Graduate Student Excellence-in-Research Award 2012

Swati Agrawal, a recent doctoral graduate in cellular biology, researched and wrote her dissertation onToxoplasma gondii, a unicellular parasite and cause of toxoplasmosis. Specifically, Agrawal used a combination of genetics and biochemistry to discover how proteins travel across four membranes to support the function of an organelle that is essential to the parasite’s viability. She identified the molecular machinery involved in transporting proteins across the innermost membrane, and showed that a different complex was involved in the transport across the third membrane. She also engineered a mutation in which the absence of a particular protein resulted in death of the parasite, and these proteins are attractive targets for the development of new drugs for many parasitic diseases.

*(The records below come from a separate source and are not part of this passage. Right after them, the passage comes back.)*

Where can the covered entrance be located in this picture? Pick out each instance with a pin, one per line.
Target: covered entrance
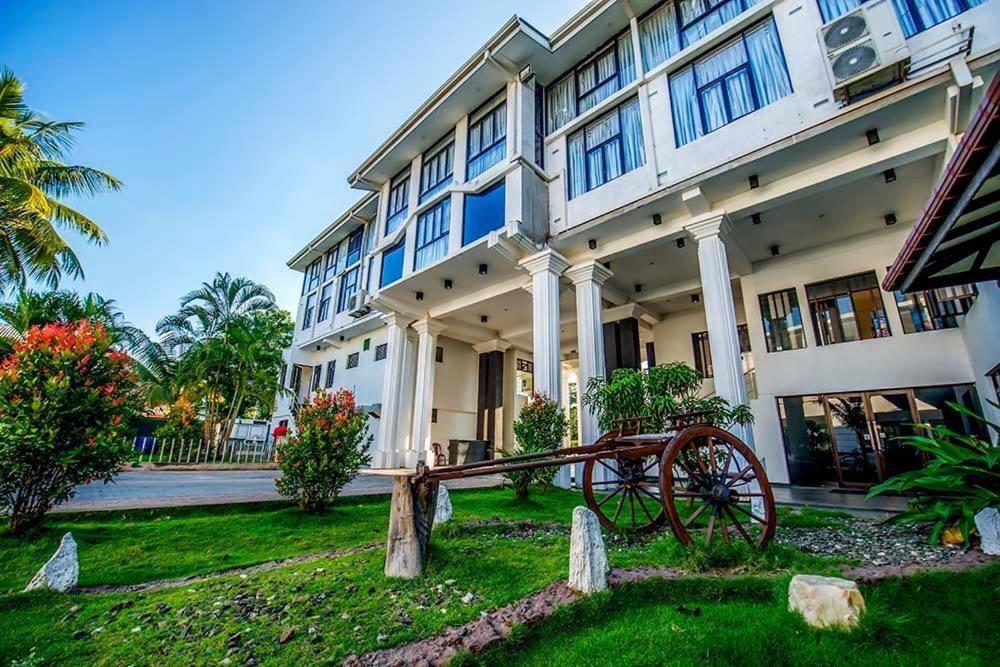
(853, 439)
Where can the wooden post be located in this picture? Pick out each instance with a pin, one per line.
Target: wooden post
(411, 518)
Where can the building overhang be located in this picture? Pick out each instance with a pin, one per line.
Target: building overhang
(362, 212)
(957, 238)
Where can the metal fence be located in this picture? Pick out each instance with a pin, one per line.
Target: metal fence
(181, 452)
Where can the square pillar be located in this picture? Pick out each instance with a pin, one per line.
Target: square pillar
(545, 268)
(589, 278)
(391, 432)
(423, 397)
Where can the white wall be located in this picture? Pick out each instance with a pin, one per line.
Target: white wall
(981, 333)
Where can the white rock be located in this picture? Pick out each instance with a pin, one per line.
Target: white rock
(826, 602)
(62, 570)
(988, 525)
(588, 559)
(442, 512)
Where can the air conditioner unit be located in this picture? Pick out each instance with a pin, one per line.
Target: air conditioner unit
(865, 49)
(356, 306)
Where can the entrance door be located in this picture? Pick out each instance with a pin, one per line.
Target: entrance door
(854, 453)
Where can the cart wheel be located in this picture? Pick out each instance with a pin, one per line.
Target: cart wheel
(718, 484)
(628, 500)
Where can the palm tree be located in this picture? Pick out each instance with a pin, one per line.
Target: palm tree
(206, 311)
(33, 177)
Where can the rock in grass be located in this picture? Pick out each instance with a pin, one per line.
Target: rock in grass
(826, 602)
(588, 559)
(62, 570)
(988, 525)
(442, 512)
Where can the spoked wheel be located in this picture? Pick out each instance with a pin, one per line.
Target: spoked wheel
(625, 499)
(715, 488)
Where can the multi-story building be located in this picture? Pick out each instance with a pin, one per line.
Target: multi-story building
(720, 182)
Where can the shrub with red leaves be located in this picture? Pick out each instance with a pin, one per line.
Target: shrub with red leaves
(67, 405)
(330, 444)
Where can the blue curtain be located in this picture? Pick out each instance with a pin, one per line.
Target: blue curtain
(658, 36)
(770, 76)
(576, 165)
(684, 106)
(632, 146)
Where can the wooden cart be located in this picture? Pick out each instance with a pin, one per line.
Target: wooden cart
(704, 481)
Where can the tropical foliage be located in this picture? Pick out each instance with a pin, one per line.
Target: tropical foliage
(659, 392)
(67, 402)
(330, 445)
(539, 427)
(960, 478)
(33, 179)
(226, 341)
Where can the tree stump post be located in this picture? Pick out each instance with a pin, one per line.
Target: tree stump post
(411, 517)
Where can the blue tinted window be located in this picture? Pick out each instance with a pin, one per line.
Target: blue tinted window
(392, 264)
(484, 212)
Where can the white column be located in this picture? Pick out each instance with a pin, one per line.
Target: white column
(720, 314)
(588, 278)
(389, 433)
(545, 268)
(423, 399)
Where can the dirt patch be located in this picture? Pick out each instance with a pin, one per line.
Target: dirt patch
(253, 569)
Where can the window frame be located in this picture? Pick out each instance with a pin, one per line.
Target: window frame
(492, 105)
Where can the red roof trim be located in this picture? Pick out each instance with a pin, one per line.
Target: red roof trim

Argawal authored four papers during her graduate career, and she has been invited to present her work in both national and international forums.

Denita Williams

Graduate Student Excellence-in-Research Award 2011

Denita Williams, a recent postdoctoral graduate in toxicology, researched the problem of spontaneous abortion in women who unknowingly consume food contaminated with Listeria monocytogenes. She developed an animal model, the guinea pig, to simulate human listeriosis during pregnancy, and then used that model to predict the risk of stillbirths in humans. Her work showed that the pregnant guinea pig, like human women, is susceptible to L. monocytogenes, which can and often does lead to stillbirths. Her research focused on using this animal model for three purposes: to develop a dose response curve, to conduct a risk assessment for L. monocytogenes, and to investigate the mechanisms by which L. monocytogenes exposure results in stillbirths. She also investigated the immunological effects of infection on the fetus and also the invasive capabilities of L. monocytogenes. Her work will likely result in a revision of the federal L. monocytogenes risk assessment — and recommendations of the Food and Drug Administration for pregnant women.